Les journalistes présents à Hasbaya s'y étaient installés début octobre car elle était considérée comme sûre. Ils venaient de quitter la région voisine de Marjayoun, où ils se trouvaient depuis quasiment un an, en raison de l'intensification des frappes.
Depuis les premiers échanges de tirs à la frontière entre Israël et le Hezbollah en octobre 2023, "c'est la première fois que la localité de Hasbaya est prise pour cible", a déclaré à l'AFP le responsable local Naïm el-Lahham.
"L'ennemi israélien... traque à nouveau la presse, aujourd'hui dans une zone relativement éloignée", a déclaré Muhammad Farhat, correspondant de la chaîne libanaise Al-Jadeed, sur l'écran de sa télévision.
Le visage recouvert d'une couche de poussière grisâtre, il exhibe son lit enfoui sous les décombres de son bungalow.
"Nous dormions dans notre bungalow. Comme vous pouvez le voir, voici ma chambre et mon lit", montre-t-il.
De son côté, Fatima Ftouni, correspondante d'Al-Mayadeen sortie indemne, a effectué son direct en exhibant son gilet pare-balles partiellement déchiré avec l'inscription "Presse", devant une voiture détruite.
"Voici ce qui reste de mon gilet, de mon casque et de l'arme que nous portons", a-t-elle dit, en montrant son micro.
"Je ne sais pas pourquoi on porte ces vestes et ces casques si l'occupation n'y prête aucune attention", dit-elle en allusion à Israël. "Qu'avons-nous fait? Nous avons signalé les crimes de l'occupation dans le sud du Liban?"

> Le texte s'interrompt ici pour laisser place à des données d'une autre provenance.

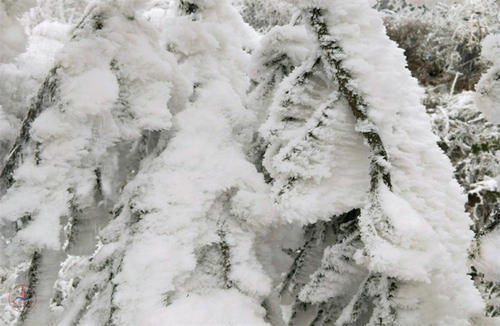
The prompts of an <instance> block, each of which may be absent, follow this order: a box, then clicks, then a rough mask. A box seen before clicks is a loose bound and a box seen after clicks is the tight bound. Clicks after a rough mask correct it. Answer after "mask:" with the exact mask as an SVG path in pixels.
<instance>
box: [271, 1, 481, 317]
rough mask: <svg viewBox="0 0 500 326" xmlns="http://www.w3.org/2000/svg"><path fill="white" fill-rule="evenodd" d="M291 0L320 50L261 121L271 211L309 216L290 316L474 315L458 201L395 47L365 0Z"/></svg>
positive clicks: (446, 169) (291, 79) (301, 217)
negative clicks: (301, 0)
mask: <svg viewBox="0 0 500 326" xmlns="http://www.w3.org/2000/svg"><path fill="white" fill-rule="evenodd" d="M298 5H299V7H300V8H301V9H302V19H303V21H304V23H305V24H306V25H307V27H308V30H309V33H310V34H311V35H312V36H313V37H314V38H315V39H316V40H317V45H316V47H315V50H314V51H313V54H312V55H311V56H310V57H309V58H308V59H307V60H306V61H305V62H304V63H303V64H302V65H301V66H300V67H298V68H296V69H295V70H294V71H293V73H291V74H290V75H289V77H287V78H286V79H285V80H284V81H283V83H282V84H281V85H280V89H279V91H278V92H277V96H276V97H275V99H274V102H273V105H272V107H271V115H270V118H269V120H268V122H267V123H266V125H265V126H264V127H263V129H262V132H263V134H264V135H265V138H266V139H268V141H269V142H270V145H269V146H268V149H267V152H266V159H265V167H266V168H267V169H268V171H269V172H270V174H271V177H272V178H273V179H274V184H273V192H274V196H275V201H276V203H277V205H278V207H279V208H280V213H281V214H282V215H283V216H284V217H285V218H286V219H288V220H290V221H297V222H299V223H302V224H312V225H310V226H307V227H306V229H305V244H304V246H303V247H302V248H300V249H299V250H298V251H297V258H296V260H295V262H294V264H293V265H292V269H291V271H290V272H289V273H288V274H287V276H286V278H285V280H284V284H283V286H282V287H281V290H282V291H281V292H283V295H284V294H285V292H287V291H288V292H290V294H292V299H293V300H292V311H291V319H290V321H289V323H290V324H294V325H307V324H312V325H328V324H334V323H335V324H336V325H360V324H363V325H414V324H415V323H417V324H426V325H427V324H429V325H430V324H443V325H457V324H464V325H469V324H471V323H473V322H478V321H477V320H476V321H473V319H474V318H481V317H480V315H481V311H482V300H481V299H480V297H479V295H478V293H477V291H476V290H475V289H474V287H473V284H472V282H471V281H470V279H469V278H468V277H467V272H468V270H467V259H466V258H467V255H466V254H467V249H468V243H469V242H470V240H471V238H472V234H471V232H470V231H469V230H468V219H467V217H466V215H465V214H464V212H463V197H462V196H461V194H460V188H459V187H458V185H457V184H456V182H454V181H453V175H452V168H451V165H450V164H449V162H448V161H447V160H446V159H445V158H444V157H443V155H442V154H441V153H440V152H439V149H438V148H437V146H436V138H435V137H434V136H433V135H432V134H431V132H430V125H429V121H428V118H427V117H426V116H425V111H424V109H423V107H422V106H420V105H419V97H420V96H421V91H420V89H419V88H418V87H417V85H416V82H415V81H414V80H413V79H412V78H411V77H410V76H409V72H408V71H407V70H405V69H404V68H403V67H404V65H405V64H404V58H403V56H402V53H401V52H400V51H398V50H397V49H396V46H395V45H394V44H393V43H392V42H391V41H389V40H388V38H387V37H386V36H385V34H384V32H383V31H384V29H383V26H382V21H381V19H380V17H379V16H378V14H377V13H376V12H375V11H374V10H373V9H371V8H370V7H369V5H368V3H367V2H366V1H351V2H349V3H345V2H341V1H333V2H326V1H325V2H322V1H317V2H314V3H307V2H305V1H303V2H302V1H298ZM395 67H399V68H395ZM332 229H333V230H335V231H333V232H332V231H331V230H332ZM332 233H333V236H329V234H332ZM322 248H326V249H325V250H323V258H322V259H321V263H320V264H318V265H319V266H317V269H316V271H315V272H314V273H312V274H311V273H310V272H309V270H310V269H311V267H310V265H311V262H314V261H316V262H317V261H318V258H317V257H315V256H317V251H321V250H322ZM308 274H311V275H310V280H309V282H308V283H307V284H305V285H304V276H305V275H308ZM442 293H448V295H447V296H446V300H443V299H441V297H440V294H442ZM284 297H286V296H284ZM311 304H312V306H311ZM429 306H433V307H437V309H436V310H434V313H432V314H429V312H428V307H429ZM457 307H460V308H458V310H457Z"/></svg>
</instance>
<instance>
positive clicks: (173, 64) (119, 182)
mask: <svg viewBox="0 0 500 326" xmlns="http://www.w3.org/2000/svg"><path fill="white" fill-rule="evenodd" d="M136 5H140V3H136ZM134 11H135V9H134V6H133V4H132V3H130V2H119V1H106V2H97V3H94V4H93V5H91V6H90V7H89V8H88V9H87V11H86V13H85V16H84V17H83V19H82V20H81V22H80V23H79V24H78V25H77V26H76V27H75V28H74V30H73V32H72V39H71V42H69V43H68V44H67V45H66V46H65V47H64V48H63V49H62V51H61V52H59V54H58V57H57V60H56V63H55V66H54V68H53V69H51V71H50V73H49V74H48V76H47V77H46V79H45V81H44V82H43V84H42V85H41V87H40V89H39V91H38V94H37V96H36V97H35V98H34V99H33V101H32V103H31V106H30V108H29V110H28V112H27V114H26V117H25V118H24V120H23V122H22V125H21V127H20V132H19V134H18V136H17V139H16V141H15V143H14V145H13V146H12V149H11V150H10V153H9V156H8V157H7V159H6V161H5V164H4V166H3V168H2V170H1V174H0V190H1V195H2V198H1V200H0V207H1V209H0V210H1V216H0V218H1V221H2V223H1V225H2V244H1V247H0V249H1V250H0V251H1V254H0V255H1V258H2V259H1V260H0V261H1V265H2V277H3V278H6V279H7V280H8V281H6V282H2V288H3V289H4V290H5V291H2V292H5V293H8V290H9V289H10V288H11V287H12V286H13V285H14V284H16V283H25V284H26V285H27V286H28V287H29V288H30V289H31V291H35V292H36V293H37V296H38V302H37V305H35V306H34V307H33V308H32V309H29V310H27V309H25V310H23V311H21V312H15V311H14V310H13V309H12V307H10V305H9V304H8V303H7V302H4V301H2V310H4V309H5V314H2V317H1V318H2V324H3V325H11V324H14V323H15V322H16V321H18V322H19V323H23V324H26V325H29V324H34V323H41V324H47V325H49V324H53V322H54V321H53V316H51V314H50V313H49V304H50V303H51V301H56V306H57V301H58V298H57V297H58V296H59V295H60V294H59V293H58V292H57V291H56V292H55V293H54V292H53V285H54V282H55V281H56V279H57V274H58V268H59V264H60V262H62V261H64V260H65V258H66V257H67V256H68V255H70V256H69V257H68V259H70V260H72V259H73V260H74V258H72V255H88V254H91V253H92V252H93V250H94V248H95V244H96V243H95V236H96V232H97V230H98V229H99V228H100V227H102V226H103V225H104V224H105V223H106V222H107V221H108V220H109V218H108V215H109V214H108V212H107V211H108V210H109V209H110V208H111V207H113V206H114V203H115V202H116V200H117V199H118V198H117V195H118V194H119V193H120V190H121V189H122V188H123V187H124V186H125V184H126V183H127V182H128V180H129V179H131V178H132V177H133V175H134V174H135V173H136V171H137V169H138V165H139V162H140V160H141V158H142V157H144V156H146V155H147V154H149V153H150V152H151V151H152V150H153V148H155V147H156V146H160V147H161V146H162V144H163V142H164V141H165V138H166V137H167V135H166V134H165V133H164V131H166V130H168V129H169V128H170V126H171V113H170V111H169V110H171V111H179V110H181V109H182V103H183V102H184V100H182V99H181V98H183V97H184V98H186V97H187V96H183V95H182V94H187V90H186V91H184V92H183V87H184V88H185V87H186V86H183V83H182V78H181V77H180V74H178V73H177V72H176V69H175V64H174V63H175V59H174V58H173V57H172V56H167V55H166V54H164V53H162V51H161V50H160V49H159V48H158V47H157V45H156V44H155V39H151V36H152V35H153V36H154V33H153V32H152V30H150V29H149V28H148V27H147V25H145V24H144V23H143V22H141V21H140V19H138V17H136V16H135V13H134ZM184 84H186V83H184ZM54 296H55V297H54Z"/></svg>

"Pas de couverture médiatique"
Le 13 octobre 2023, une frappe israélienne près de la frontière avec Israël a tué le vidéaste de l'agence Reuters, Issam Abdallah, et blessé six autres reporters: deux de Reuters, deux de la chaîne qatarie Al Jazeera et deux de l'Agence France-Presse (AFP), Dylan Collins et la photographe Christina Assi, amputée de la jambe droite.
Des enquêtes indépendantes, dont l'un menée par l'AFP, ont conclu à l'utilisation d'un obus de char de 120 mm d'origine israélienne.
Le 21 novembre 2023, Al-Mayadeen avait accusé Israël d'avoir tué trois membres de son équipe, dont les journalistes Farah Omar et Rabih Maamari, dans le sud du Liban.
Des organisations de défense des droits des journalistes au Liban ont comptabilisé la mort de cinq photographes et personnel travaillant pour des plateformes médiatiques locales, dans des frappes israéliennes sur le sud du Liban et la banlieue sud de Beyrouth.
"Israël a déjà ciblé nos collègues quand ils étaient sur le terrain (...) mais là, on était en train de dormir", dit Mme el-Helwe. "Le message d'Israël, c'est qu'il ne veut pas de couverture médiatique dans le secteur."